Les déclarations publiques du capitaine Ibrahim Traoré, aussi tranchantes que ses propos, révèlent une réalité bien moins unie au sein de l’armée et des instances dirigeantes du Burkina Faso. Derrière l’image d’un pouvoir militaire indéfectible se cache une lutte d’influence discrète mais réelle, où chaque décision stratégique devient un terrain de confrontation.
L’un de ses récentes déclarations, « Si quelqu’un merde, je vais te mater sans état d’âme », ne relève pas seulement d’un style direct : elle sonne comme un avertissement à ceux qui, au sein même de l’appareil, pourraient envisager de remettre en cause l’autorité de la junte. Ces mots, bien que percutants, trahissent aussi une inquiétude grandissante face à des divisions internes qui, si elles s’amplifient, pourraient fragiliser l’ensemble du dispositif.

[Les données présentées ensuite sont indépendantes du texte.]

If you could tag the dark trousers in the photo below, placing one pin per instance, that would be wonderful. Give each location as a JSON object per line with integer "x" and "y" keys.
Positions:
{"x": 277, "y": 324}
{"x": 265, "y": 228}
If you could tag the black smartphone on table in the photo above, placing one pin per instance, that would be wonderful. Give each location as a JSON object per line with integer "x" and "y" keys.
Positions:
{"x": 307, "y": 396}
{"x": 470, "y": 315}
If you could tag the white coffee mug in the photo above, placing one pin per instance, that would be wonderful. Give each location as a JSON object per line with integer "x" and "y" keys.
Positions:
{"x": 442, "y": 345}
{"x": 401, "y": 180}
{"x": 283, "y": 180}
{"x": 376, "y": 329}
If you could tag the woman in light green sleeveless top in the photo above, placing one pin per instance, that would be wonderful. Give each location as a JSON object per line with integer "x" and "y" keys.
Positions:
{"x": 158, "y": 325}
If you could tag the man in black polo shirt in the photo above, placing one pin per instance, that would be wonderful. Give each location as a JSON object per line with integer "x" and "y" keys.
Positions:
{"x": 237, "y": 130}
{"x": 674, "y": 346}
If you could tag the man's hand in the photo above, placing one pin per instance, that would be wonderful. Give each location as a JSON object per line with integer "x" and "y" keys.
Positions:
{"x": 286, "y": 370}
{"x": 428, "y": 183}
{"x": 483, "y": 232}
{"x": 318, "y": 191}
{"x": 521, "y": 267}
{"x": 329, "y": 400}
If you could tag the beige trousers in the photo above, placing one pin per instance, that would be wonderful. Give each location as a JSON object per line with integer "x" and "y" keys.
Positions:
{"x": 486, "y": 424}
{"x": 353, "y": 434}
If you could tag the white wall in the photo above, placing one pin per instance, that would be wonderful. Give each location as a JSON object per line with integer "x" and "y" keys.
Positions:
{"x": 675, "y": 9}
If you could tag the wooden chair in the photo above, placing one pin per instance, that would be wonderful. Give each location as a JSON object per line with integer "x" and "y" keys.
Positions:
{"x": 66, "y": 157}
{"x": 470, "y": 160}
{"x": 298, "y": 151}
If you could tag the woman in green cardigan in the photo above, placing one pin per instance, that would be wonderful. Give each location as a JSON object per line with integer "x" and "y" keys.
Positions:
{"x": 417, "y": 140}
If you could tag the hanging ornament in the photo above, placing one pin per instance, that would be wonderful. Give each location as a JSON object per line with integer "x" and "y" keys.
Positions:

Des clivages profonds au cœur de l’armée
Depuis le renversement des institutions en septembre 2022, la cohésion des forces de défense et de sécurité reste un défi permanent. Les désaccords ne sont pas uniquement stratégiques : ils portent aussi sur la répartition des rôles au sein des hauteurs commandements, ainsi que sur la gestion des opérations contre les groupes armés. Ces divergences, autrefois contenues, resurgissent avec une intensité accrue, alimentées par l’absence de résultats tangibles sur le terrain face à la menace terroriste.
Les tensions se cristallisent autour de plusieurs axes :
- Les choix tactiques : certains officiers remettent en question les méthodes employées, jugées parfois trop risquées ou insuffisamment adaptées aux réalités locales.
- La gouvernance de la transition : la répartition du pouvoir entre civils et militaires, ainsi que la durée envisagée pour le retour à l’ordre constitutionnel, alimentent des débats houleux en coulisses.
- La méfiance entre unités : des rivalités historiques entre factions ou régions se réveillent, exacerbées par une compétition accrue pour les ressources et les postes clés.
Une paranoïa généralisée au sein des rangs
Face à cette instabilité larvée, les services de renseignement de la présidence ont renforcé leur surveillance des officiers et sous-officiers jugés moins fiables ou trop critiques. Plusieurs cas de limogeages ou d’arrestations ont été rapportés ces derniers mois, illustrant une volonté de purger toute velléité de rébellion avant qu’elle ne s’enracine.
Cette atmosphère de suspicion permanente pèse lourdement sur le moral des troupes. Les discussions informelles, autrefois anodines, prennent aujourd’hui une dimension politique et deviennent des sujets de préoccupation pour les autorités. Dans les casernes, l’obsession de la loyauté prime désormais sur toute autre considération, dans un climat où chaque parole peut être interprétée comme une trahison.
L’unité, un impératif face aux menaces extérieures
Pour le capitaine Ibrahim Traoré, maintenir la cohésion interne est devenu une priorité absolue. Dans un contexte où chaque fissure au sommet de l’État peut être exploitée par des adversaires – qu’ils soient nationaux ou étrangers –, la junte mise sur une discipline de fer pour éviter tout débordement. La fermeté affichée dans ses prises de parole vise à dissuader les contestataires et à rappeler que toute dissidence sera réprimée sans pitié.
Pourtant, cette stratégie de contrôle à outrance comporte des risques : une répression trop brutale pourrait au contraire attiser les frustrations et accélérer l’émergence de factions dissidentes. Le défi pour le pouvoir est donc de trouver un équilibre entre fermeté et inclusion, sous peine de voir les tensions internes se transformer en une crise ouverte.